Dass das eine nicht das andere ersetzt, steht außer jedem Zweifel. Das Gebet um Heilung kann die Forschung an einem Medikament oder Impfstoff nicht ersetzen, ebenso wenig wie die Forschung eine befriedigende Antwort auf die Ängste und Nöte der Menschen geben kann. Nun stellt sich aber die Frage, wie das Bittgebet zu verstehen ist. Die Erfahrung der Menschen zeigt, dass das Gottbitten eben nicht die erwünschten Folgen zeitigt. Da mögen Schülerinnen und Schüler um gute Noten im Wörtertest beten. Wenn sie die Wörter nicht gelernt haben, wird das Ergebnis auch trotz des Bittgebetes nicht erfreulich ausfallen. Solches Beten führt zwangsläufig zu einer enttäuschten Gebetspraxis. Vielleicht ist diese ein Grund, warum sich viele Menschen vom Gebet abgewandt haben und damit auch vom Glauben an Gott. Ein Gebetsverständnis wie oben skizziert versteht das Wirken Gottes als ein direktes Eingreifen Gottes in die Welt im Sinne von: Ich bitte und Gott handelt in meinem Sinne in der Welt. Ein solches vormodernes und magisches Denken wird der Situation, in der die Beterin und der Beter stehen, nicht gerecht.

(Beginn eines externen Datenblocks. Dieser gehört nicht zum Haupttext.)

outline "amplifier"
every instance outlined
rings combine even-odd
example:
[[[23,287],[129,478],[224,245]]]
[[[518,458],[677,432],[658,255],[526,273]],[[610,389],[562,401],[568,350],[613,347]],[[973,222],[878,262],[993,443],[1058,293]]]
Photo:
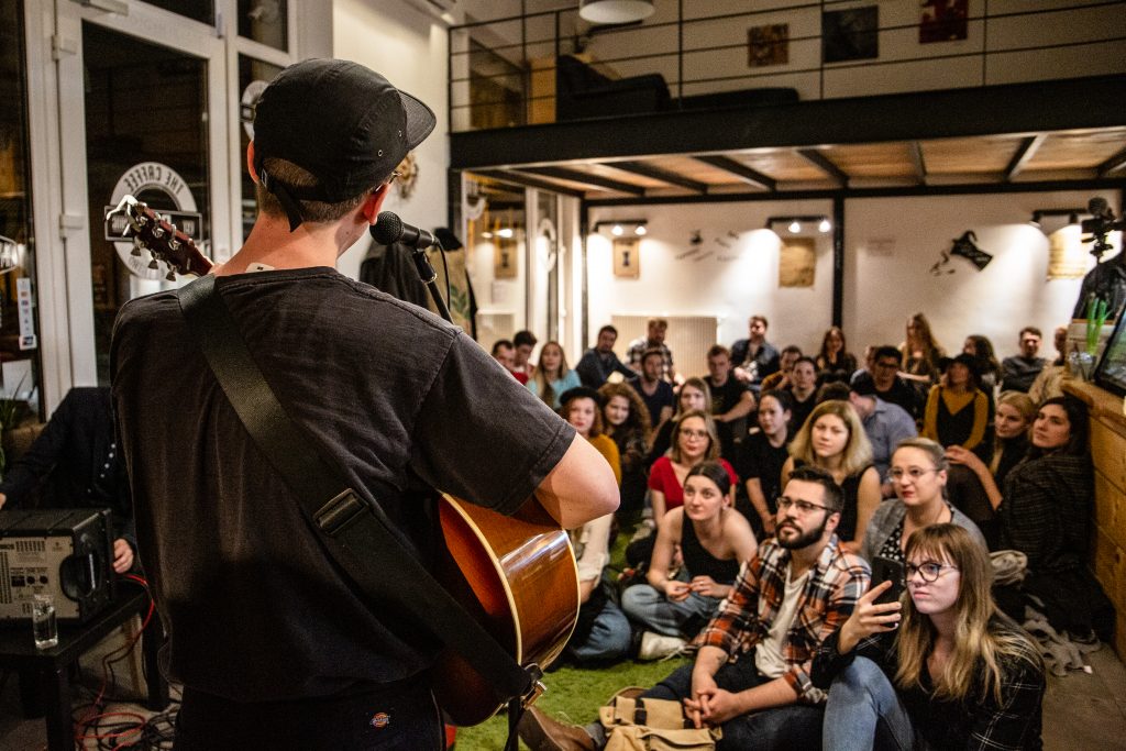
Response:
[[[115,593],[109,509],[0,510],[0,622],[51,594],[59,620],[86,623]]]

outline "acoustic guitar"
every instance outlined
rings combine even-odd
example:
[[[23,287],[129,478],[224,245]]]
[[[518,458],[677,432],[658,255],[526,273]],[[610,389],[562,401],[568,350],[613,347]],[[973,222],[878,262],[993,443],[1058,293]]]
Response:
[[[189,236],[133,196],[125,196],[106,218],[115,215],[128,224],[134,254],[148,251],[153,269],[164,263],[169,280],[203,276],[214,266]],[[579,572],[568,534],[538,503],[525,503],[516,516],[506,517],[441,493],[438,511],[456,566],[439,565],[434,572],[438,581],[462,602],[474,598],[466,609],[480,616],[479,623],[519,664],[549,665],[579,615]],[[484,722],[504,706],[506,697],[497,695],[489,677],[449,649],[434,669],[432,685],[439,706],[456,725]],[[536,696],[538,690],[529,703]]]

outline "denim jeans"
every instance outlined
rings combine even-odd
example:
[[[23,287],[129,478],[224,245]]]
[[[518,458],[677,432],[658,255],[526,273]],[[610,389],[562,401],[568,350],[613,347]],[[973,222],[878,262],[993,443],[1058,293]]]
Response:
[[[823,749],[924,749],[887,676],[868,658],[856,658],[829,689]]]
[[[743,691],[772,679],[754,667],[753,654],[743,655],[739,662],[727,663],[715,674],[716,685],[727,691]],[[682,700],[691,695],[692,665],[682,665],[643,696],[658,699]],[[723,740],[718,751],[756,751],[758,749],[816,749],[821,745],[821,706],[790,704],[785,707],[762,709],[729,719],[722,725]]]
[[[590,635],[581,643],[571,642],[569,649],[579,662],[607,662],[624,658],[629,652],[629,622],[622,609],[607,600],[595,617]]]
[[[634,584],[622,593],[622,609],[649,631],[665,636],[680,636],[681,627],[694,617],[707,623],[720,606],[715,597],[691,592],[687,600],[672,602],[649,584]]]

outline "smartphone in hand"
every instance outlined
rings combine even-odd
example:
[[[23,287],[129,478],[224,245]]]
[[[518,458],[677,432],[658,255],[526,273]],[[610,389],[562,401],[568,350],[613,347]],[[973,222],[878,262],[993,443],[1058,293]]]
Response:
[[[877,605],[899,602],[906,581],[903,575],[903,564],[899,561],[877,555],[872,561],[872,585],[876,587],[885,581],[892,582],[892,585],[877,597],[875,602]]]

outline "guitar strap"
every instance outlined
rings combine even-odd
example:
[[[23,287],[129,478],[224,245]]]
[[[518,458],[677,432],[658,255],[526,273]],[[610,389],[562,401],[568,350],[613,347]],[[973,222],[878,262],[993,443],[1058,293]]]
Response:
[[[254,364],[222,296],[207,275],[177,293],[188,329],[251,439],[293,491],[310,526],[355,584],[381,607],[455,650],[509,701],[510,731],[522,699],[537,689],[538,667],[522,668],[411,553],[411,546],[345,474],[316,450],[320,444],[285,411]],[[395,576],[387,572],[394,571]],[[411,587],[397,587],[403,580]],[[516,734],[509,745],[516,749]],[[509,748],[509,746],[506,746]]]

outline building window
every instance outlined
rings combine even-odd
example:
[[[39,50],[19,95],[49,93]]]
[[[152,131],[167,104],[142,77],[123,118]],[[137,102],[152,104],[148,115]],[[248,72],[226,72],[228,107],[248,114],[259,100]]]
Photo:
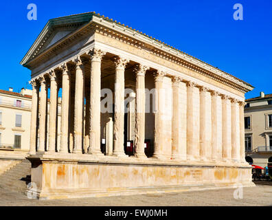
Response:
[[[272,135],[269,135],[269,148],[272,151]]]
[[[268,115],[269,128],[272,128],[272,115]]]
[[[22,115],[16,115],[15,126],[22,126]]]
[[[21,148],[21,135],[15,135],[14,136],[14,148]]]
[[[245,137],[245,147],[246,151],[251,151],[251,136]]]
[[[245,129],[250,129],[250,117],[245,117]]]
[[[22,101],[21,100],[16,100],[16,107],[21,108],[22,107]]]

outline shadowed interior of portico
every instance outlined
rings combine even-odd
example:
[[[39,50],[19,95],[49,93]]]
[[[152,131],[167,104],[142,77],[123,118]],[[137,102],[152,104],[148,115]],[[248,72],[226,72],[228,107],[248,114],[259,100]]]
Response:
[[[82,122],[84,126],[82,126],[82,153],[87,153],[88,148],[89,147],[89,123],[87,122],[86,118],[89,118],[89,94],[90,94],[90,83],[91,83],[91,62],[88,56],[80,56],[82,65],[84,65],[84,109],[82,113],[83,118]],[[111,155],[112,153],[112,149],[106,150],[106,140],[107,129],[111,129],[109,132],[113,133],[113,136],[110,136],[111,140],[109,140],[113,144],[113,128],[107,127],[107,123],[110,120],[115,122],[114,120],[114,111],[115,111],[115,60],[117,56],[114,54],[110,53],[106,53],[105,56],[103,56],[101,60],[101,91],[103,93],[103,90],[106,92],[111,91],[111,95],[108,94],[101,94],[101,104],[104,104],[104,107],[106,112],[103,112],[102,111],[100,116],[100,140],[101,140],[101,151],[105,155]],[[124,119],[124,150],[126,155],[132,156],[134,155],[134,141],[135,141],[135,92],[136,92],[136,74],[134,69],[137,65],[137,63],[133,61],[130,61],[126,65],[124,72],[124,87],[125,89],[127,89],[127,94],[125,94],[125,113]],[[74,130],[74,111],[75,111],[75,89],[76,89],[76,65],[72,61],[67,63],[67,68],[69,71],[69,138],[68,138],[68,146],[69,146],[69,153],[71,153],[73,148],[73,130]],[[154,99],[155,93],[152,89],[154,90],[155,88],[155,74],[156,70],[150,68],[147,70],[145,75],[145,87],[148,89],[146,93],[146,113],[145,113],[145,153],[146,156],[150,157],[154,153],[154,129],[155,129],[155,116],[154,111]],[[61,98],[62,98],[62,74],[63,71],[60,68],[55,69],[57,87],[58,87],[58,100],[59,101],[59,104],[61,104]],[[48,98],[48,106],[47,107],[47,120],[46,120],[46,131],[48,131],[48,122],[49,120],[49,105],[50,105],[50,77],[49,75],[46,75],[45,77],[47,86],[47,96]],[[151,93],[150,93],[151,91]],[[130,92],[130,93],[128,93]],[[153,93],[152,93],[153,92]],[[109,96],[109,97],[108,97]],[[105,99],[103,102],[103,99]],[[148,106],[149,104],[149,106]],[[104,110],[105,111],[105,110]],[[58,112],[56,116],[56,130],[59,129],[60,126],[60,120],[58,120]],[[38,122],[37,122],[38,125]],[[37,126],[37,141],[38,143],[38,134],[39,134],[38,126]],[[58,137],[56,135],[56,151],[58,152],[60,150],[60,142],[58,141]],[[45,151],[48,150],[48,141],[49,136],[47,135],[45,136]],[[38,148],[38,146],[37,146]],[[110,152],[107,152],[110,151]]]

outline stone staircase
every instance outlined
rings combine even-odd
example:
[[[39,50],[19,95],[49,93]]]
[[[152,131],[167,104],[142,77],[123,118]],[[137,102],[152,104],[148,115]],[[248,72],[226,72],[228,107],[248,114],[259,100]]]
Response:
[[[0,175],[0,188],[24,193],[30,182],[31,163],[23,160]]]

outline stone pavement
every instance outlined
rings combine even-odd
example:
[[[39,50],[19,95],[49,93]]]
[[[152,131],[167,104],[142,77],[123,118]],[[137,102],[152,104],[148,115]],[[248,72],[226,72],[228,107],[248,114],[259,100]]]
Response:
[[[234,188],[231,188],[177,193],[40,201],[29,199],[20,192],[0,188],[0,206],[272,206],[272,186],[256,185],[256,187],[244,188],[242,199],[234,198]]]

Ist also das Bittgebet sinnlos? Wenn das Bittgebet das Eingreifen Gottes in die Welt provozieren will oder wenn das Gebet nur als ein Sich-Aussprechen verstanden wird, dann ist diese Frage mehr als berechtigt. Glaube ich jedoch, dass alles, die ganze Schöpfung und das ganze Leben in Gott ist, dass es also keine absolute Trennung von Gott und Welt gibt, dass Gott wirklich Mensch geworden ist, dann ist Gott mit meinem Leben verwoben und nimmt Anteil an diesem. Er lässt sich berühren von den Sorgen und Bitten der Menschen. Im Gebet kann der Mensch erfahren, dass Gott da ist, ein Gott für die Menschen und mit den Menschen ist. In der Verbindung mit Gott im Gebet kann im Menschen die Kraft erstarken, ins göttliche Heilshandeln einzuschwingen und sich für das Leben der Menschen einzusetzen. So verstanden bekommt der Satz „Die Not lehrt beten“ seine sinnvolle Bedeutung.

Leseempfehlung: Christoph Böttigheimer, Sinn[losigkeit] des Bittgebets. Auf der Suche nach einer rationalen Verantwortung, Freiburg i.Br. 2018.